One Mississippi Plaza    
201 South Spring Street    
Tupelo, Mississippi   38804
     
(Address of principal executive offices)   (Zip Code)
Registrant’s telephone number, including area code (662) 680-2000
Check the appropriate box below if the Form 8-K filing is intended to simultaneously satisfy the filing obligation of the registrant under any of the following provisions (see General Instruction A.2 below):
o Written communications pursuant to Rule 425 under the Securities Act (17 CFR 230.425)
o Soliciting material pursuant to Rule 14a-12 under the Exchange Act (17 CFR 240.14a-12)
o Pre-commencement communications pursuant to Rule 14d-2(b) under the Exchange Act (17 CFR 240.14d-2(b))
o Pre-commencement communications pursuant to Rule 13e-4(c) under the Exchange Act (17 CFR 240.13e-4(c))
 
 

 


 

Section 4 — Matters Related to Accountants and Financial Statements
     Item 4.02(a).

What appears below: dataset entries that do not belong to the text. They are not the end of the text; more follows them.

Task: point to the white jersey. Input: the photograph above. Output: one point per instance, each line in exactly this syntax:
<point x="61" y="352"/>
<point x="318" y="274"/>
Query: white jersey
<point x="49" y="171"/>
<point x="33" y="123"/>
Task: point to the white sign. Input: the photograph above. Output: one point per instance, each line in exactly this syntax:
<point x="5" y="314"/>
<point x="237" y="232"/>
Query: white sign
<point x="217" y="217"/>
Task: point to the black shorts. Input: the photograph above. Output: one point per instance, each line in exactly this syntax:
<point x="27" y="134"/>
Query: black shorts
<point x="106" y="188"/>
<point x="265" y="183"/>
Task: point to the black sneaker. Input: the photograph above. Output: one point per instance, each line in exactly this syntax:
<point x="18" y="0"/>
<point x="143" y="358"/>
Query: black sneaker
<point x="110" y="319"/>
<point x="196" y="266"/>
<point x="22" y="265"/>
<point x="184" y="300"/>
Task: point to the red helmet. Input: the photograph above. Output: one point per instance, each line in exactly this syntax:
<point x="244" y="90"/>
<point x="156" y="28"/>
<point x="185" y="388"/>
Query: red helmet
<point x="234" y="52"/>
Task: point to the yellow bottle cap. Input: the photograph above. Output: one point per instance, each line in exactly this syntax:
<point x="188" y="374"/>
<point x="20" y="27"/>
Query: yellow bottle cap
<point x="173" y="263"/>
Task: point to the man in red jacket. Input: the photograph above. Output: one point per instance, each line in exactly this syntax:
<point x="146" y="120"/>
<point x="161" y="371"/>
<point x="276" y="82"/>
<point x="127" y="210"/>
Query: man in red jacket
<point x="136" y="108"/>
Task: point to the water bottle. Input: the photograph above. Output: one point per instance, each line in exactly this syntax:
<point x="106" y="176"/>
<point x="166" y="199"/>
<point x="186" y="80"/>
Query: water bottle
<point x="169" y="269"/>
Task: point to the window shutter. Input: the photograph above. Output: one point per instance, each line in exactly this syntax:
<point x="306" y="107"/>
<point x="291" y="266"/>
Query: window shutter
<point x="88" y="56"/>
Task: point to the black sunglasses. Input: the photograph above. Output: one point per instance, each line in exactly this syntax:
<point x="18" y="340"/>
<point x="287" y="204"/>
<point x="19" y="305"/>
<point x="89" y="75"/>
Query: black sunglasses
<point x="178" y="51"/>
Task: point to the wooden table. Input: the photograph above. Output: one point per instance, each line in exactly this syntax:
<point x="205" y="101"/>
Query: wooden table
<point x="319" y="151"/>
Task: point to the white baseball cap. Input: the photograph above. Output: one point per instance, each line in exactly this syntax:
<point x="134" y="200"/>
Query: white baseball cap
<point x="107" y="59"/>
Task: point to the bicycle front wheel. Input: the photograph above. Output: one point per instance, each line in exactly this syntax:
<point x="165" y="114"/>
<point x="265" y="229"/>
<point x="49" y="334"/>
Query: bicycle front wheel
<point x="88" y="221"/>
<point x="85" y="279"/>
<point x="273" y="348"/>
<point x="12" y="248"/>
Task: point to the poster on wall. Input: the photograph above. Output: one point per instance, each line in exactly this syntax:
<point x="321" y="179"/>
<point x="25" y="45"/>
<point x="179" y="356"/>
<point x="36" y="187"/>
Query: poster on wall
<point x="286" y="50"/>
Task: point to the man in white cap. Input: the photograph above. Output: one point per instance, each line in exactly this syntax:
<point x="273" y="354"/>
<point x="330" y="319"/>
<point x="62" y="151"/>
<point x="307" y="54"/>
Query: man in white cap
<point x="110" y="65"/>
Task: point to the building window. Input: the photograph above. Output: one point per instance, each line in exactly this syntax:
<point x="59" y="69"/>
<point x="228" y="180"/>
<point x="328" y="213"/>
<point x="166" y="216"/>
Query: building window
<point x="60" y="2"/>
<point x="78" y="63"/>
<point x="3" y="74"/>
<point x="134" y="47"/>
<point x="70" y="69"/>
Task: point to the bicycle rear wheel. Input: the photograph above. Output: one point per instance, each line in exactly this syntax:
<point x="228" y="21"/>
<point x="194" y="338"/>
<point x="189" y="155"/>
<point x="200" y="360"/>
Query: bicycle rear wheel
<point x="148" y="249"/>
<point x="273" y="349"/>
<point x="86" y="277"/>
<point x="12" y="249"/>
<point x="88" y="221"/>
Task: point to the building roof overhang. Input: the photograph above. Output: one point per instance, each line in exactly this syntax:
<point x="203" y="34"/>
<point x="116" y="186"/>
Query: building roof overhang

Non-Reliance on Previously Issued Financial Statements or a Related Audit Report or Completed Interim Review.
          On February 16, 2007, the Audit Committee of the Board of Directors of BancorpSouth, Inc. (the “Company”), upon recommendation from management and after discussion with KPMG LLP, the Company’s independent registered public accounting firm, concluded that the previously issued unaudited consolidated financial statements for the quarter ended September 30, 2006 contained in the Company’s quarterly report on Form 10-Q filed November 8, 2006 should not be relied upon because of an accounting error where a $6.8 million non-recurring income-tax expense that was reported in a press release filed on Form 8-K announcing the Company’s financial results for the fourth quarter of 2006 should have been recorded in the third quarter of 2006. The Company issued a press release announcing that it will amend its quarterly report on Form 10-Q for the quarter ended September 30, 2006 in order to correctly record a $6.8 million non-recurring provision for income taxes in the third quarter of 2006 rather than in the fourth quarter of 2006. A copy of the press release is furnished as Exhibit 99.1 to this Current Report on Form 8-K and is incorporated herein by reference in its entirety.
Section 9 — Financial Statements and Exhibits
     Item 9.01. Financial Statements and Exhibits.
     (a) Not applicable.
     (b) Not applicable.
     (c) Not applicable.
     (d) Exhibits.
     Exhibit 99.1      Press release issued on February 16, 2007 by BancorpSouth, Inc.

 


 

SIGNATURES
     Pursuant to the requirements of the Securities Exchange Act of 1934, the Registrant has duly caused this report to be signed on its behalf by the undersigned hereunto duly authorized.
         
  BANCORPSOUTH, INC.
 
 
  By:   /s/ L. Nash Allen, Jr.    
    L. Nash Allen, Jr.   
    Treasurer and Chief Financial Officer   
 
Date: February 20, 2007

 


 

EXHIBIT INDEX
         
Exhibit Number   Description
  99.1    
Press Release issued on February 16, 2007 by BancorpSouth, Inc.